# CF Card gone bad? Help.



## deannamb (Apr 28, 2012)

The past few months have been rough and I haven't really touched my cameras since about October which was when I shot a wedding, my last 'big' shoot. 

I downloaded all photos from both camera & CF cards onto my computer yesterday using my CF card, and put the cards back in my camera just a few minutes ago. I have a shoot today out-of-state and am preparing, and turned on the display to format them and on the first card the photos were gone.

I did not format the card and as far as I know did not delete them somehow while on the computer. 

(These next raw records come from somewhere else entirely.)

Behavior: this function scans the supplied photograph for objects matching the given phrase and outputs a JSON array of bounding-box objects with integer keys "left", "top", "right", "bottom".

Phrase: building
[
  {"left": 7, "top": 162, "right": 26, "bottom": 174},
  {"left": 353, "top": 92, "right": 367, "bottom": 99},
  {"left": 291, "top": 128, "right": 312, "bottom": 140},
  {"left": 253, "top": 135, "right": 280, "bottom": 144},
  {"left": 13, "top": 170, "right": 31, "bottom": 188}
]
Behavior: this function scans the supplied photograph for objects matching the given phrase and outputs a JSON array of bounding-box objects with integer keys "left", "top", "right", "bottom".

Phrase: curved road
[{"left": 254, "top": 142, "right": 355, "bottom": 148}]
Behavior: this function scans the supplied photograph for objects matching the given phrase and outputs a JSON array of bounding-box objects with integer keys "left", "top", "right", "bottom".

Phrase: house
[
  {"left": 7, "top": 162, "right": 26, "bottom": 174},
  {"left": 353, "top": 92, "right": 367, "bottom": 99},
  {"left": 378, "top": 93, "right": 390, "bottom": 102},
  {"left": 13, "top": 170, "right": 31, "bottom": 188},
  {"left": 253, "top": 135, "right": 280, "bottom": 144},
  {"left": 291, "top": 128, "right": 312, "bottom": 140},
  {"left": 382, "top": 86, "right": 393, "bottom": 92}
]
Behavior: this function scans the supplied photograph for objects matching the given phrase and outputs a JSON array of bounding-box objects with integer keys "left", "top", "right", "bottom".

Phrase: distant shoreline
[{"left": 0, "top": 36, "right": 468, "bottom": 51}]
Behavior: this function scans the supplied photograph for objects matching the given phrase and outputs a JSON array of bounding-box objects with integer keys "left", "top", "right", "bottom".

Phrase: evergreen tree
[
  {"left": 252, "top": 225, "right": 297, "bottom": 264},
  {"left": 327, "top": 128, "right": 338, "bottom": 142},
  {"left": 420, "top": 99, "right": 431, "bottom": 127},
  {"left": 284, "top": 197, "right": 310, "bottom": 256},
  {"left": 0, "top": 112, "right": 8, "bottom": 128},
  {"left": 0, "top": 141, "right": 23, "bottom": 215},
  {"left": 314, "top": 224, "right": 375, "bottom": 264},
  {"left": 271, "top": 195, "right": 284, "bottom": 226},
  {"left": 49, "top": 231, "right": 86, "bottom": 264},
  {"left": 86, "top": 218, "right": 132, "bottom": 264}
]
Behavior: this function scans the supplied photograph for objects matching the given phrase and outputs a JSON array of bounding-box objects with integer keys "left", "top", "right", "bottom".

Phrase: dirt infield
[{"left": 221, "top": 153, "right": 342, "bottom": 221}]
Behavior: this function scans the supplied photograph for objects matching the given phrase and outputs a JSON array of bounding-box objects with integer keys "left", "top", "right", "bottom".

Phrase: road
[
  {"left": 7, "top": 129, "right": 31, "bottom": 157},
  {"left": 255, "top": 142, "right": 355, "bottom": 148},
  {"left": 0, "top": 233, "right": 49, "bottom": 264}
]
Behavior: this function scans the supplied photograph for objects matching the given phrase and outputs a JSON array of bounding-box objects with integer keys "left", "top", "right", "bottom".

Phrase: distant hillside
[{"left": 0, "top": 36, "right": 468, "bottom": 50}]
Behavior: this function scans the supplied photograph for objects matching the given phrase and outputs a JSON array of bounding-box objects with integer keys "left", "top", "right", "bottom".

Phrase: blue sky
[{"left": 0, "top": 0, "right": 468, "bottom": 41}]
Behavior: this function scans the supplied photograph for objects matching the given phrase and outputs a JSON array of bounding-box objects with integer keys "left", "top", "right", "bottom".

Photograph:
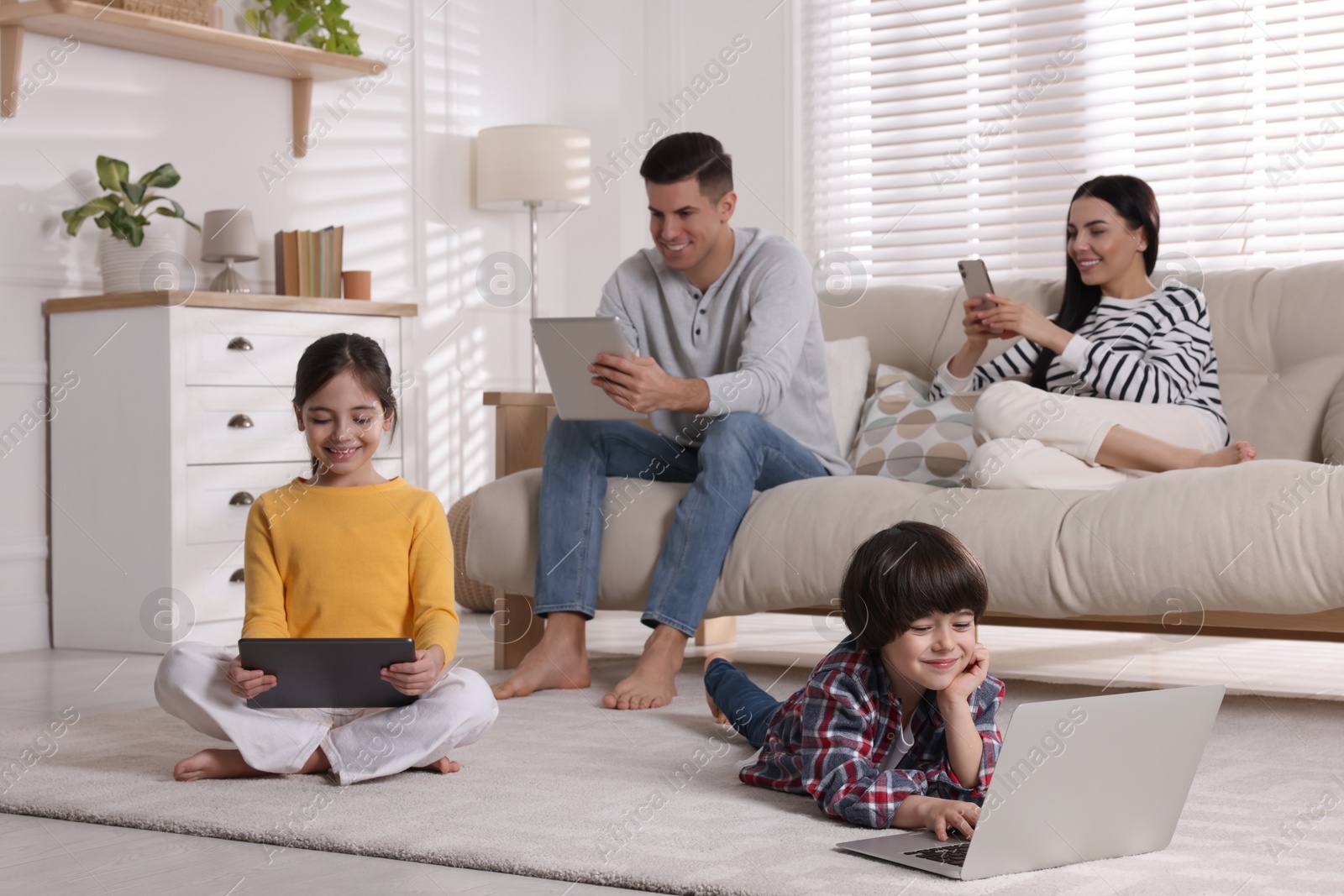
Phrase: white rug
[{"left": 0, "top": 663, "right": 1344, "bottom": 896}]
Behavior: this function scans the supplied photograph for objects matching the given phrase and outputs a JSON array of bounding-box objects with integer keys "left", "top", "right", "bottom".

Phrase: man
[{"left": 495, "top": 133, "right": 849, "bottom": 710}]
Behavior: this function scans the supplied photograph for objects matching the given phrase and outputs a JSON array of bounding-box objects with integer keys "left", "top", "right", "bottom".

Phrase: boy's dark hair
[
  {"left": 840, "top": 520, "right": 990, "bottom": 650},
  {"left": 640, "top": 130, "right": 732, "bottom": 203},
  {"left": 294, "top": 333, "right": 396, "bottom": 474}
]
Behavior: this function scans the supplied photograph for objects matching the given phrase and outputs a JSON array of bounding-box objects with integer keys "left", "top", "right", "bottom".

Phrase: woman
[{"left": 930, "top": 175, "right": 1255, "bottom": 489}]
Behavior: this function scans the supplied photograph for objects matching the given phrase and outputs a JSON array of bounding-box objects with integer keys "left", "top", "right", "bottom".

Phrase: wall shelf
[{"left": 0, "top": 0, "right": 386, "bottom": 156}]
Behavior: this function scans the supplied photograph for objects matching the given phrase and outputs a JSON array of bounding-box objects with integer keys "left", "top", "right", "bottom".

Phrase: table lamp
[
  {"left": 200, "top": 208, "right": 257, "bottom": 293},
  {"left": 475, "top": 125, "right": 591, "bottom": 392}
]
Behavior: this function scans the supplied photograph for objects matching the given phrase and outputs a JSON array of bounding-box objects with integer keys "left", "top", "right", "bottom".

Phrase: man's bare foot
[
  {"left": 704, "top": 652, "right": 731, "bottom": 726},
  {"left": 1194, "top": 442, "right": 1255, "bottom": 466},
  {"left": 172, "top": 750, "right": 266, "bottom": 780},
  {"left": 495, "top": 612, "right": 593, "bottom": 700},
  {"left": 602, "top": 625, "right": 688, "bottom": 710}
]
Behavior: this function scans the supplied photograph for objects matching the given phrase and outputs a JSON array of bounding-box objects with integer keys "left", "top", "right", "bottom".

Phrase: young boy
[{"left": 704, "top": 522, "right": 1004, "bottom": 840}]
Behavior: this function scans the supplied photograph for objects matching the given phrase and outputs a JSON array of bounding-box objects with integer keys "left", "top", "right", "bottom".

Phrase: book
[
  {"left": 285, "top": 230, "right": 302, "bottom": 296},
  {"left": 332, "top": 227, "right": 345, "bottom": 298},
  {"left": 304, "top": 230, "right": 323, "bottom": 296},
  {"left": 276, "top": 224, "right": 345, "bottom": 298},
  {"left": 294, "top": 230, "right": 313, "bottom": 296},
  {"left": 318, "top": 227, "right": 332, "bottom": 298},
  {"left": 276, "top": 230, "right": 285, "bottom": 296}
]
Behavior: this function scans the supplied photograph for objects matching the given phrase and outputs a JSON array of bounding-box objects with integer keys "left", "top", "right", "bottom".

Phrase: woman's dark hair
[
  {"left": 1028, "top": 175, "right": 1161, "bottom": 390},
  {"left": 840, "top": 520, "right": 990, "bottom": 650},
  {"left": 294, "top": 333, "right": 396, "bottom": 474},
  {"left": 640, "top": 130, "right": 732, "bottom": 203}
]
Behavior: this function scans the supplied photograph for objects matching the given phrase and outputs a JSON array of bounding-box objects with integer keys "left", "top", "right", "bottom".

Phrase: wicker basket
[
  {"left": 448, "top": 495, "right": 495, "bottom": 612},
  {"left": 112, "top": 0, "right": 215, "bottom": 25}
]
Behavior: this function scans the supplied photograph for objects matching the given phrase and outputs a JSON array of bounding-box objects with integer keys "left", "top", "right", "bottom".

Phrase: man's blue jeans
[{"left": 535, "top": 411, "right": 827, "bottom": 636}]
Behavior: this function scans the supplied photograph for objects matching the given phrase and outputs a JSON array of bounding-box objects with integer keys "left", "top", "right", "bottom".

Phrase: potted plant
[
  {"left": 60, "top": 156, "right": 200, "bottom": 293},
  {"left": 244, "top": 0, "right": 361, "bottom": 56}
]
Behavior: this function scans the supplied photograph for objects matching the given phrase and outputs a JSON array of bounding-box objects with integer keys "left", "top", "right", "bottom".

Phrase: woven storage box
[
  {"left": 112, "top": 0, "right": 215, "bottom": 25},
  {"left": 448, "top": 495, "right": 495, "bottom": 612}
]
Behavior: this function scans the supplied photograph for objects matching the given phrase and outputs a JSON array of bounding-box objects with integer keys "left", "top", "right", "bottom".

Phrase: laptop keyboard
[{"left": 906, "top": 844, "right": 970, "bottom": 867}]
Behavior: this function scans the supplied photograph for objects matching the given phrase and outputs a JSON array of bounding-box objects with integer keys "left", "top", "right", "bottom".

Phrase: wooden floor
[{"left": 0, "top": 612, "right": 1344, "bottom": 896}]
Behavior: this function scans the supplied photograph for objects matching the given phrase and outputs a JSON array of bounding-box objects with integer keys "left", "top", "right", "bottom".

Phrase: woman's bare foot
[
  {"left": 172, "top": 750, "right": 266, "bottom": 780},
  {"left": 493, "top": 612, "right": 593, "bottom": 700},
  {"left": 704, "top": 652, "right": 728, "bottom": 726},
  {"left": 602, "top": 625, "right": 687, "bottom": 710},
  {"left": 1194, "top": 442, "right": 1255, "bottom": 466}
]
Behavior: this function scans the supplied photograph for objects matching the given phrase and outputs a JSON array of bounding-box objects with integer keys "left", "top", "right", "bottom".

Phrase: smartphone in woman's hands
[{"left": 957, "top": 258, "right": 1003, "bottom": 336}]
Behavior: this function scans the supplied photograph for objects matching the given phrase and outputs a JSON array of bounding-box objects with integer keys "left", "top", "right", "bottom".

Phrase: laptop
[
  {"left": 238, "top": 638, "right": 419, "bottom": 710},
  {"left": 836, "top": 685, "right": 1225, "bottom": 880},
  {"left": 533, "top": 317, "right": 648, "bottom": 421}
]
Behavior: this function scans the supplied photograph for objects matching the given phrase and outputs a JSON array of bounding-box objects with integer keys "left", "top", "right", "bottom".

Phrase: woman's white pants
[
  {"left": 155, "top": 641, "right": 499, "bottom": 784},
  {"left": 966, "top": 380, "right": 1226, "bottom": 489}
]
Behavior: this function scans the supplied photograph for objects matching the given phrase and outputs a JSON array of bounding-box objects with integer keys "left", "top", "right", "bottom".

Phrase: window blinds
[{"left": 802, "top": 0, "right": 1344, "bottom": 284}]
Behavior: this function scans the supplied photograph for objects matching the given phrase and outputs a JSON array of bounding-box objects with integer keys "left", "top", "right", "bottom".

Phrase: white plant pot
[{"left": 98, "top": 230, "right": 177, "bottom": 293}]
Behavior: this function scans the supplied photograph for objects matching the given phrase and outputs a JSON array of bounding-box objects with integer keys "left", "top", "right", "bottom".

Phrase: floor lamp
[{"left": 475, "top": 125, "right": 591, "bottom": 392}]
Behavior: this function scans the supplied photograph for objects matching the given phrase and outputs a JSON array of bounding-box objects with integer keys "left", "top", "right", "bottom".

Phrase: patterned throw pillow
[{"left": 849, "top": 364, "right": 979, "bottom": 488}]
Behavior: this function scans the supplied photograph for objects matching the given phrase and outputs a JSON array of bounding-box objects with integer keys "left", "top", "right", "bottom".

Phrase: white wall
[{"left": 0, "top": 0, "right": 798, "bottom": 650}]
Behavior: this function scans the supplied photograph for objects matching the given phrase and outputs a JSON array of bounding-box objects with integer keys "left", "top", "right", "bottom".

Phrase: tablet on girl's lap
[{"left": 238, "top": 638, "right": 419, "bottom": 710}]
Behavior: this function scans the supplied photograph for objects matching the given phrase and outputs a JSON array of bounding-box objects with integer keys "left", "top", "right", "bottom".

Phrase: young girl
[
  {"left": 930, "top": 175, "right": 1255, "bottom": 489},
  {"left": 704, "top": 522, "right": 1004, "bottom": 840},
  {"left": 155, "top": 333, "right": 499, "bottom": 784}
]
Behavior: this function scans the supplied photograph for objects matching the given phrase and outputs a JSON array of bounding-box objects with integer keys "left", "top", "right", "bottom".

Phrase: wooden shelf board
[
  {"left": 42, "top": 291, "right": 419, "bottom": 317},
  {"left": 481, "top": 392, "right": 555, "bottom": 407},
  {"left": 0, "top": 0, "right": 386, "bottom": 81}
]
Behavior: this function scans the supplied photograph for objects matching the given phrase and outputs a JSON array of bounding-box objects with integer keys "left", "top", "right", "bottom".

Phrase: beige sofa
[{"left": 454, "top": 262, "right": 1344, "bottom": 665}]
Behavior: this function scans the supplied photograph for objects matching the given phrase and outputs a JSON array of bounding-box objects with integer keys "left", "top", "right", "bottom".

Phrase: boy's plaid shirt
[{"left": 739, "top": 638, "right": 1004, "bottom": 827}]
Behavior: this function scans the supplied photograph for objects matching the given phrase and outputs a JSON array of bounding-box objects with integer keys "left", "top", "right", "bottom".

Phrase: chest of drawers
[{"left": 45, "top": 293, "right": 418, "bottom": 652}]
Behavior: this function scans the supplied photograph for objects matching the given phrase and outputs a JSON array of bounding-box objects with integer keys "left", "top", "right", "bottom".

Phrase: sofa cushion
[
  {"left": 827, "top": 336, "right": 869, "bottom": 457},
  {"left": 466, "top": 461, "right": 1344, "bottom": 618},
  {"left": 1321, "top": 376, "right": 1344, "bottom": 464},
  {"left": 849, "top": 364, "right": 979, "bottom": 488}
]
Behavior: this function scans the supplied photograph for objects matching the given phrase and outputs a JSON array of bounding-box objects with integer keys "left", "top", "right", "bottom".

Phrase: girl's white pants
[
  {"left": 966, "top": 380, "right": 1227, "bottom": 489},
  {"left": 155, "top": 641, "right": 499, "bottom": 784}
]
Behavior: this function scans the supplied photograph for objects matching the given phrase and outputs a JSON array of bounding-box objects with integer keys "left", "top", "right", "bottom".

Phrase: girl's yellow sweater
[{"left": 244, "top": 477, "right": 459, "bottom": 663}]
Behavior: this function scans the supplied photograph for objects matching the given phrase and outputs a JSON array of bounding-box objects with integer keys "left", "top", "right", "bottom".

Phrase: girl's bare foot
[
  {"left": 704, "top": 652, "right": 731, "bottom": 726},
  {"left": 1194, "top": 442, "right": 1255, "bottom": 466},
  {"left": 172, "top": 750, "right": 266, "bottom": 780}
]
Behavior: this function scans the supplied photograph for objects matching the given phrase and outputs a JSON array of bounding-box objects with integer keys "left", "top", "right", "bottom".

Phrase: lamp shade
[
  {"left": 200, "top": 208, "right": 257, "bottom": 262},
  {"left": 475, "top": 125, "right": 591, "bottom": 211}
]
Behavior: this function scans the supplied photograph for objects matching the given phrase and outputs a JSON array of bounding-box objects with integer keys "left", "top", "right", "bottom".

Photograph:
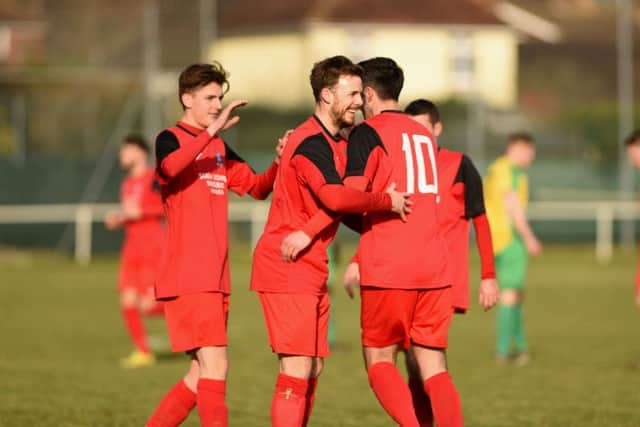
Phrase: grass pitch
[{"left": 0, "top": 244, "right": 640, "bottom": 427}]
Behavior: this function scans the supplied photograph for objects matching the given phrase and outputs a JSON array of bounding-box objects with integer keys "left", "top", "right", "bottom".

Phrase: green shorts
[{"left": 496, "top": 236, "right": 529, "bottom": 289}]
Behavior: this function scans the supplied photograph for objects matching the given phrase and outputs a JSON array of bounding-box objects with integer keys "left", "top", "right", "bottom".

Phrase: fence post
[
  {"left": 74, "top": 204, "right": 93, "bottom": 265},
  {"left": 596, "top": 204, "right": 613, "bottom": 264},
  {"left": 251, "top": 202, "right": 266, "bottom": 249}
]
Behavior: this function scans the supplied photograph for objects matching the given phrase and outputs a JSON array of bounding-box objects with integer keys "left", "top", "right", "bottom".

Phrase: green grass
[{"left": 0, "top": 245, "right": 640, "bottom": 427}]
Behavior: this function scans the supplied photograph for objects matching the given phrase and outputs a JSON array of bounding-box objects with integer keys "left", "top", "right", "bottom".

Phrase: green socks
[{"left": 496, "top": 304, "right": 527, "bottom": 358}]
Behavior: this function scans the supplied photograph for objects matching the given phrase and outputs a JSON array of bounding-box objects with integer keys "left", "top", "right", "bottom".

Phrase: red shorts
[
  {"left": 164, "top": 292, "right": 229, "bottom": 352},
  {"left": 360, "top": 287, "right": 454, "bottom": 349},
  {"left": 258, "top": 292, "right": 330, "bottom": 357},
  {"left": 118, "top": 255, "right": 158, "bottom": 295}
]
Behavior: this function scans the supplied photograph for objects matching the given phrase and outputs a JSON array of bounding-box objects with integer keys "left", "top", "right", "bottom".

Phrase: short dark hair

Is this a sign that I need to buy a new CF? I am now terrified that I will go out and shoot today and when I go to download THOSE photos, the same could happen before I have the chance to back them up.


----------



## MTVision (Apr 28, 2012)

To be on the safe side - don't use that card. Maybe buy another one if you can. I don't know what that means but I wouldn't want to take a chance that the card is bad.


----------



## WesternGuy (Apr 29, 2012)

Just a thought FWIW.  When you _downloaded_ from the card to the computer, how did you do it?.  Did you _copy _the files from the card to the computer, or did you _move _them.  If you moved them, then maybe that is why they do not appear on the card any longer - don't know really - just putting out some possibilities.  Have you tried recovery software with the card to see if the images are still there - somewhere?  Regardless, I would definitely purchase another card or two - I always have a back up or two.  
_________________
WesternGuy


----------



## deannamb (Apr 29, 2012)

I purchased a new card yesterday just to be safe.


----------